30.10.10

Horror Central, Maine

Tonight in eastern Maine, as little ghosts, ghouls, and Lady Gagas rampage the streets in ruthless search of a candy high, there will be one terrified middle aged couple who are forced to flee for their safety, even though there is not a day in the year that the husband does not himself scare a few poor souls out of their wits.  Nevertheless, he is no match for the crazed hordes of children and adults who wish to descend upon his spooky mansion, and storm its iron gates on All Hallow's Eve.  Nobody knows where he goes on this night, but nobody blames him.

(Photo by Wendy C. Allen, found at eelkat.proboards.com)

The man in question, of course, is horror writer Stephen King,  and when he and his wife Tabitha moved into their appropriately Addams family-ish mansion in Bangor, they learned the hard way that they Halloween really is the scariest day of the year.  Since then, the couple have been forced to place notices in the local papers that they will not be in on Halloween.  It is a rare day, perhaps even a rare hour, that a fan, having made the pilgrimage, cannot be seen being photographed in front of the King house.


 Stephen King in front of his house in 1982, with the appropriately creepy iron gates he added to the property (Bangor Daily News photo)

Bangor, 'The Queen City of the East" is the largest city in Eastern Maine, third largest in the state in fact, with a population of 31,473 (we think big up here)   Speaking of scary, it sometimes seems that there is a big box store for  every one of those 31,473 souls, ringing the entire outlying perimeter of the city like giant fluorescent fortresses.  In the mid 19th century, at the edge of the wilderness, it was one of the lumber capitals of the world.  Thoreau visited on his trek through Maine, and found a raw town full of activity---brothels, muddy streets, tent encampments, new mansions for the newly rich, the Penobscot River flowing through clogged with logs, and the ships that would then take them around the world.  In the 20th century, Bangor was a dying backwater.

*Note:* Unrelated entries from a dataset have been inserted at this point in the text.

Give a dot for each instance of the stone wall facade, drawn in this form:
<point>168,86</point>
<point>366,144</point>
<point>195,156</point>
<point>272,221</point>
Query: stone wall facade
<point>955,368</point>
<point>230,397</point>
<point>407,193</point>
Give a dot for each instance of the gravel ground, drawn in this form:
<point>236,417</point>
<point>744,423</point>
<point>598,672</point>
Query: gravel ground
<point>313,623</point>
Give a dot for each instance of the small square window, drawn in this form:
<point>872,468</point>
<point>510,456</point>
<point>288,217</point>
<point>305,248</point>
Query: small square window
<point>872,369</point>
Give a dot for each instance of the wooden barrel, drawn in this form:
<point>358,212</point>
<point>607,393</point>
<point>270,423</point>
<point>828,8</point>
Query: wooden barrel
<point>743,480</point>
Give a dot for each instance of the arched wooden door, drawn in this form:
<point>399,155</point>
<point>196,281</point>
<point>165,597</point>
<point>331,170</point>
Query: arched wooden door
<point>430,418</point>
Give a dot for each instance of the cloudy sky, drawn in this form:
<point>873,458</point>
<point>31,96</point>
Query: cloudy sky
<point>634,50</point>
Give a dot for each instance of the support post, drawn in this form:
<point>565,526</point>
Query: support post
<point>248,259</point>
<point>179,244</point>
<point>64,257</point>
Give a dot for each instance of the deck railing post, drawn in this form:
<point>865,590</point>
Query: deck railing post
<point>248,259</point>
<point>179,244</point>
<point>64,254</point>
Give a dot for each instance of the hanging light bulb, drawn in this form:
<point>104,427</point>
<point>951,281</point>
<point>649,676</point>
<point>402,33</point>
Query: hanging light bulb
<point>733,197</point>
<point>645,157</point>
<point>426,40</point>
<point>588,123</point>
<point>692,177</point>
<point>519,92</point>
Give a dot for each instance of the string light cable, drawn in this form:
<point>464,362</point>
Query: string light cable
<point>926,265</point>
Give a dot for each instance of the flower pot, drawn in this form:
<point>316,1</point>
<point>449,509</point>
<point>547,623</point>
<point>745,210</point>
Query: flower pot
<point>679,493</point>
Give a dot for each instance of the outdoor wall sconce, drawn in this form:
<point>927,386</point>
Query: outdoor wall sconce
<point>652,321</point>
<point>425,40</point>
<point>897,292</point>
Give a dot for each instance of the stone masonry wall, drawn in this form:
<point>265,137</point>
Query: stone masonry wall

  An English steamer and a Scottish 4-masted bark loading birch spoolwood (for spools or bobbins) at Bangor in 1895

The lumber barons mansions were mostly turned to rooming houses and offices, or torn down for gas stations, and half of the handsome downtown was eradicated for urban renewal in the sixties, giant riverfront parking lots replacing 19th century warehouses, beaux art theatres, a magnificent Romanesque train station, and cobblestone streets.   In desperate need of a tourist attraction, the city fathers built a new civic center, and in front of it, erected a giant statue of Paul Bunyan (much to the chagrin, understandably, of many a Michigan resident).   This statue became THE place to be photographed when visiting Bangor, and wasn't displaced until Stephen King moved to town, bought an 1850's lumber king's Italianate mansion and gave local tourism a much needed shot in the arm.

 The giant Paul Bunyan statue in front of the Bangor Civic center--the old tourist attraction

Stephen King at home---the new tourist attraction (Life Magazine)

When I was growing up in Blue Hill, the local celebrity, in the next village over, was writer E.B. White.  It was a very different scene from Bangor and Stephen King.  White once famously convinced an interviewer to merely report that he lived in 'a New England coastal town somewhere between Nova Scotia and Cuba'. We all assiduously protected--and respected--White's privacy.  In the summer, when the hordes half crazed fans would show up, wielding the predictable cameras around their necks, and in their hands copies of Charlotte's Web or One Man's Meat that they just knew they could get autographed if only they could find his house, we locals would just have no idea how to direct people to his farm.  Nope, no idea at all how to get there.  E.B. Who? 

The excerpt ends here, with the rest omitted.